Peristiwa ini juga dikenal dengan nama Oto Sungkup, yang dilakukan oleh Angkatan Laut Kekaisaran Jepang di masa penjajahan.
Tercatat, lebih 21 ribu orang terbunuh, di antaranya adalah Sultan Pontianak Syarif Mohammad Alkadrie serta dua putranya, Pangeran Adipati dan Pangeran Agung.
Jepang melalukan pembantaian ini sejak tahun 1943 di Mandor, Kabupaten Landak, yang dipicu kecurigaan buta adanya upaya pemberontakan di wilayah tersebut.
Kala itu, Jepang curiga di Kalimantan Barat terdapat komplotan yang mereka tuduh sebagai pemberontak, yang terdiri atas kaum feodal, cendekiawan hingga ulama dari berbagai suku.
Penangkapan dengan kekerasan dan pembunuhan brutal mulai dilakukan pada September 1943 hingga 1994.
Orang-orang yang ditangkap, dianggap menghalangi misi utama Jepang yang ingin menguasai sumber daya alam di Kalimantan Barat.
Jepang mengklaim, mereka hanya membunuh 1.000 orang, yang merupakan kaum feodal serta cendekiawan. Namun, ternyata rakyat biasa pun ikut dibantai.

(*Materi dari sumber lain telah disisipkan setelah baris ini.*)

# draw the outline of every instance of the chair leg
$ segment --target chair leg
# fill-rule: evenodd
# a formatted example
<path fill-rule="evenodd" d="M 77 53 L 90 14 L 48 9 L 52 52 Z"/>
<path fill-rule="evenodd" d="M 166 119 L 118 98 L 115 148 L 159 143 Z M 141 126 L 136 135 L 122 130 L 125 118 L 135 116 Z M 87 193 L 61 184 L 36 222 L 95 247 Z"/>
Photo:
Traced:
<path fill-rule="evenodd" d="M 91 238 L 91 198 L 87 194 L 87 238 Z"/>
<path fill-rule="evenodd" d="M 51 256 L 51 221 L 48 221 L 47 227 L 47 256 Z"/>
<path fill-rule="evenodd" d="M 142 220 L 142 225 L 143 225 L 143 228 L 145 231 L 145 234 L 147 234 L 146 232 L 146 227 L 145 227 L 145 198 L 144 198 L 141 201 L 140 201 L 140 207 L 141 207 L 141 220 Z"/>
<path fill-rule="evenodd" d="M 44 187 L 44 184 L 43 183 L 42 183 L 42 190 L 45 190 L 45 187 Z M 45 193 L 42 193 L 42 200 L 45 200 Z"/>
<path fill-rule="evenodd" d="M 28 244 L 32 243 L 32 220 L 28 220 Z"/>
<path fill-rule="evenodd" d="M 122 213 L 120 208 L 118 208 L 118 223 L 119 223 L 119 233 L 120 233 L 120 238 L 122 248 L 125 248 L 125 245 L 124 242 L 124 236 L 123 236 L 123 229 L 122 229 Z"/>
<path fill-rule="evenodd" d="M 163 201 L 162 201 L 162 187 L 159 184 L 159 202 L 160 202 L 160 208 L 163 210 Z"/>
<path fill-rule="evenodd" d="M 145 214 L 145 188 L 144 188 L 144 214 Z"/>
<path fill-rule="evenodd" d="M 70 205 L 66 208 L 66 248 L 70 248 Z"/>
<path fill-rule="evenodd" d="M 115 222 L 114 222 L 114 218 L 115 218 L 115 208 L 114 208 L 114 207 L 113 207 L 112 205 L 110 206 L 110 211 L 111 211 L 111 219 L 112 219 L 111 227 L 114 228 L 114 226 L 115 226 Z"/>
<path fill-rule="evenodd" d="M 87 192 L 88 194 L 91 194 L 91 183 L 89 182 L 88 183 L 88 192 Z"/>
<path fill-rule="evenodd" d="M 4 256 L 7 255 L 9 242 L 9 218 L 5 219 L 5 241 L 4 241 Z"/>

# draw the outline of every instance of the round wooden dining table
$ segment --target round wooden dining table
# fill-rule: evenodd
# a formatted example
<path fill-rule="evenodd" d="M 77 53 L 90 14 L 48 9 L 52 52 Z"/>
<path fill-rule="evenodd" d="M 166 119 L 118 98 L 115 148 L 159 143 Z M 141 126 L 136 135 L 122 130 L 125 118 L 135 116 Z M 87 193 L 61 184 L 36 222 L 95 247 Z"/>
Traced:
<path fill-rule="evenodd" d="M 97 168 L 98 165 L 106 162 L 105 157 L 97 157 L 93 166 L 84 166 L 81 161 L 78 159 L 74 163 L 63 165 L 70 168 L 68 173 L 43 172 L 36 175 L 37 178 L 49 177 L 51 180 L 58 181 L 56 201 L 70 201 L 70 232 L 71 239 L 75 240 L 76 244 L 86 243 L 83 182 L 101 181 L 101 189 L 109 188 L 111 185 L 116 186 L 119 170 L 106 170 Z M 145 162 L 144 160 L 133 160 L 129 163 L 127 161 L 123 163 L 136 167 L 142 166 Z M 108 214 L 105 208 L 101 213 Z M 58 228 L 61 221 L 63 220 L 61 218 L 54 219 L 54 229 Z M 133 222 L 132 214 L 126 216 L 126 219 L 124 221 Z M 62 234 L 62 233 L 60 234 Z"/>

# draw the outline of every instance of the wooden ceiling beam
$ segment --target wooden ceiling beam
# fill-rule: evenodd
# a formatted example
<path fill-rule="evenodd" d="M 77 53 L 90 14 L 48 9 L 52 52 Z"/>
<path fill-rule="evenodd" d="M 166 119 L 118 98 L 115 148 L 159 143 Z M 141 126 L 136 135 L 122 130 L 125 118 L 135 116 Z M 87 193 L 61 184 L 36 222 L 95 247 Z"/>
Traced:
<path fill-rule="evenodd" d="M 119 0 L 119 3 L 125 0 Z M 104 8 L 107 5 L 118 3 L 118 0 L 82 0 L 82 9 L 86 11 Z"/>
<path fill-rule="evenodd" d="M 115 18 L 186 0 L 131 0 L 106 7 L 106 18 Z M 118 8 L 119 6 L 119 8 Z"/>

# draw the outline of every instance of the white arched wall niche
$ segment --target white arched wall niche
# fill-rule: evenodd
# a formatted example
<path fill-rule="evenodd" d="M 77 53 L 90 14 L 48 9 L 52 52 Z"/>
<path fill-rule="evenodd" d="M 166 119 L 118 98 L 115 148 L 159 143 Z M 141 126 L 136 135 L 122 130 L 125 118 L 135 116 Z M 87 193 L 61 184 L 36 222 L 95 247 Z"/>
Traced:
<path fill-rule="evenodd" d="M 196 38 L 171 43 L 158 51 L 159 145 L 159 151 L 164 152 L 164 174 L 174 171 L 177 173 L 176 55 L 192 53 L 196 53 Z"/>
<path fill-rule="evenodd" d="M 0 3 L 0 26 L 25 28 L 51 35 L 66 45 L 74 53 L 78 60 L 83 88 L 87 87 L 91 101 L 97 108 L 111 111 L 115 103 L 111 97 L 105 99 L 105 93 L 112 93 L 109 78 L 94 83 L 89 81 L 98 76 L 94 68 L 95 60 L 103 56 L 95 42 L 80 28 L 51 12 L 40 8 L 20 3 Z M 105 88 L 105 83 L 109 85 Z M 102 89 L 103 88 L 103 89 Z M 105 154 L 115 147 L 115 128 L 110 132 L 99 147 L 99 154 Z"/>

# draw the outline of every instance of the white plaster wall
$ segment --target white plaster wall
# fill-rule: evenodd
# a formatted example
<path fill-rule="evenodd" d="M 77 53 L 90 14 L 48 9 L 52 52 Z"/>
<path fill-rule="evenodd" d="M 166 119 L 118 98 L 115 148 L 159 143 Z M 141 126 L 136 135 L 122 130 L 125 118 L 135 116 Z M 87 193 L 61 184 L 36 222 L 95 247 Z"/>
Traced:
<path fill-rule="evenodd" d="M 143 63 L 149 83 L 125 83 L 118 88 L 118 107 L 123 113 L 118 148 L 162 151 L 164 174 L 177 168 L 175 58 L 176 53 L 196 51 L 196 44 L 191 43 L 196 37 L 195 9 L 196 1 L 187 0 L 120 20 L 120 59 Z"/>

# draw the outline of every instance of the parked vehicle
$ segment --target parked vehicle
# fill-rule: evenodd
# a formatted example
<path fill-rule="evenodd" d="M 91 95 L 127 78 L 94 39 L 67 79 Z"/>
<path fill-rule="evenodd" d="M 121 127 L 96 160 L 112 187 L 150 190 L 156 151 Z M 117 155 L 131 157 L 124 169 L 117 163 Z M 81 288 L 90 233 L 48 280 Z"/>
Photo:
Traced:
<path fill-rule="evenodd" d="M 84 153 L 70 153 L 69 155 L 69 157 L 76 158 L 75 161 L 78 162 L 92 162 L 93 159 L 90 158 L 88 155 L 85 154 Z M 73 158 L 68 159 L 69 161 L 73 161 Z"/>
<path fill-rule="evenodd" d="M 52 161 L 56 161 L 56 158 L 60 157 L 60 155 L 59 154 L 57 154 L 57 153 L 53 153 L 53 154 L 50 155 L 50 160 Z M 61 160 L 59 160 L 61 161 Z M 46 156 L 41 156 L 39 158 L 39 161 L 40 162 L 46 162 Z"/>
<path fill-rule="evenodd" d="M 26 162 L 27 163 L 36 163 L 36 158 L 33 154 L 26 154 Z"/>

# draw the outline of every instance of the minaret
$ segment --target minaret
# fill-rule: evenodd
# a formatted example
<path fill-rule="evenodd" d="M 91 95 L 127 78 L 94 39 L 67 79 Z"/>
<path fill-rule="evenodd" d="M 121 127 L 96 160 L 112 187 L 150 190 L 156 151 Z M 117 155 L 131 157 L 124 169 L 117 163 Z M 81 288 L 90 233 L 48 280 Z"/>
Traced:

Strategi pembantaian itu telah disusun rapi oleh penjajah. Bahkan, dalam surat kabar Jepang ‘Boruneo Shinbun’, Negeri Matahari Terbit telah menyusun rencana untuk membungkap semua kelompok yang membangkang.
Eksekusi terhadap orang-orang yang ditangkap, dilakukan secara massal pada 28 Juni 1944.
Shuchijichiyo Seibu Youmu ataua Gubernur Negara Bagian Youmu Seibu disebut sebagai pihak paling bertanggungjawab atas genosida ini.
Untuk mengenang Tragedi Mandor Berdarah, pada 28 Juni diperingati Hari Berkabung Daerah Provinsi Kalimantan Barat yang disahkan dalam bentuk Perda Nomor 5 Tahun 2007.